ABC’s World News Tonight reported that October 26th was the best day to purchase airline tickets for holiday travel.  Why?

A study of 130 million ticket purchases indicated that travelers obtained the best deals by buying roughly 60 days in advance on a Sunday.  The reporter stated that the airlines offer lower prices on Sunday “to attract travelers who are most price sensitive.”

Inane?

If I told you that:

  • You had a limited supply of merchandise
  • Your peak selling season was 60 days away
  • You had to offer your lowest price now

What would you tell me?  Hopefully, you’d invite me to take a leap off a tall building.  I’d be asking you to cater to your least loyal, least profitable customers while ignoring your most profitable customers.  I can’t envision a more inane pricing strategy.

Attracting customers

Can you imagine the time, effort and energy that went into evaluating 130 million ticket sales?  For what purpose?  To discover who your ‘most price-sensitive’ customers are?  To find ways to cater to their needs, when price is all that they care about?

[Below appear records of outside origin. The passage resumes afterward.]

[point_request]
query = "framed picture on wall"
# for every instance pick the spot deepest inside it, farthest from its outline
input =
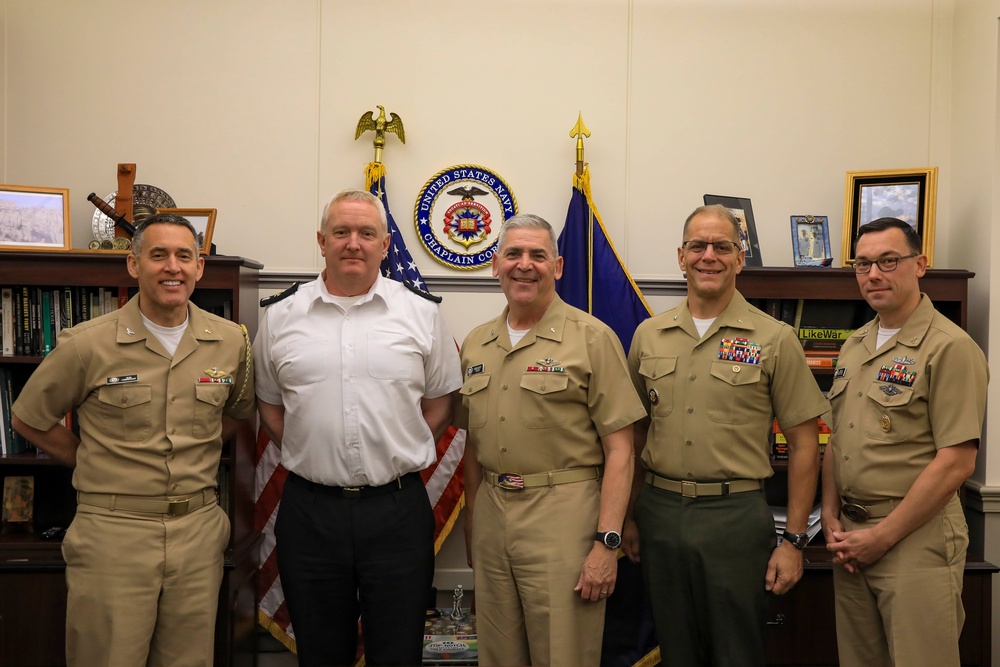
(203, 220)
(740, 207)
(811, 240)
(907, 194)
(34, 219)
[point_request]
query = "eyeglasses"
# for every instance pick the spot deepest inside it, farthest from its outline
(885, 264)
(720, 247)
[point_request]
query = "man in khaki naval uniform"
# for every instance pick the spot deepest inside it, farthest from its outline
(549, 409)
(909, 397)
(713, 373)
(157, 386)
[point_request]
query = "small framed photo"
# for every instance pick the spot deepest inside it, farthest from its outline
(740, 206)
(203, 220)
(34, 219)
(907, 194)
(811, 240)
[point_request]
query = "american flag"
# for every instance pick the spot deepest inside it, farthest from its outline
(443, 480)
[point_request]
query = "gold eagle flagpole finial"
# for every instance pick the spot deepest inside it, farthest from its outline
(579, 131)
(369, 122)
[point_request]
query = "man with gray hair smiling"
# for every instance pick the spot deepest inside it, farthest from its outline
(355, 376)
(549, 409)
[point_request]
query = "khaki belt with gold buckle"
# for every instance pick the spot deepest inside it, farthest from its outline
(515, 482)
(172, 506)
(701, 489)
(860, 511)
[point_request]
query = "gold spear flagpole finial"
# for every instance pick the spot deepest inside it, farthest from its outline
(369, 122)
(579, 131)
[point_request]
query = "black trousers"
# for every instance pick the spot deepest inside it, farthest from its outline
(704, 561)
(341, 558)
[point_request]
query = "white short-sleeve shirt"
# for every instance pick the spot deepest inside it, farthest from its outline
(351, 381)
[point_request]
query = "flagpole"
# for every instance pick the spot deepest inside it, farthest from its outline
(580, 131)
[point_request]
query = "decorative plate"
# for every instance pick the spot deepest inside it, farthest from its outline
(145, 200)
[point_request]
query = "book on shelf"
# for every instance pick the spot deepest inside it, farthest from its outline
(780, 515)
(779, 443)
(7, 310)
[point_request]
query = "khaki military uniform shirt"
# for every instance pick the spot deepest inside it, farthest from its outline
(544, 405)
(932, 394)
(149, 425)
(712, 400)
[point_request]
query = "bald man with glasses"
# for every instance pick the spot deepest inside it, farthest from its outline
(909, 398)
(713, 374)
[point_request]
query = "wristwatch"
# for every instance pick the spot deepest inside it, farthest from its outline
(798, 540)
(611, 539)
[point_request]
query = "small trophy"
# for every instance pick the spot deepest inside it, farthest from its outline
(456, 608)
(18, 503)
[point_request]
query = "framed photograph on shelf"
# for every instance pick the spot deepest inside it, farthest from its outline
(34, 219)
(740, 207)
(907, 194)
(811, 240)
(203, 220)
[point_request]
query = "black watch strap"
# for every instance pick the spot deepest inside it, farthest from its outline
(798, 540)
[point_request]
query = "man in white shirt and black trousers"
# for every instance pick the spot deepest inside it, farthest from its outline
(354, 382)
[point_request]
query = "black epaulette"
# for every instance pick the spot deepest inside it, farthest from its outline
(419, 292)
(275, 298)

Let’s reframe those questions.  Why wouldn’t you invest your resources to find ways to attract your least price-sensitive customers?  For what purpose?  To discover what they value and how to enhance that value?  To tout that value in marketing messages so that you can reap the rewards of premium prices?  Any of these would be legitimate reasons for the research.

ROI

The latter set of questions afford some potential return on investment for the effort.  The former, not so much.  Indeed, efforts to attract the most price-sensitive customers can produce a negative ROI in the form of lost revenues and profits.  Is it any wonder that the airline industry continues to post losses year in, year out?

Takeaway

If your investing in market research, make sure you’re focusing on customers who are willing to pay a premium for what you have to offer.  Too many businesses target bargain hunters.  In the process businesses ignore the needs of those who are most interested in and value most highly, the goods and services they offer.  Don’t be one of them.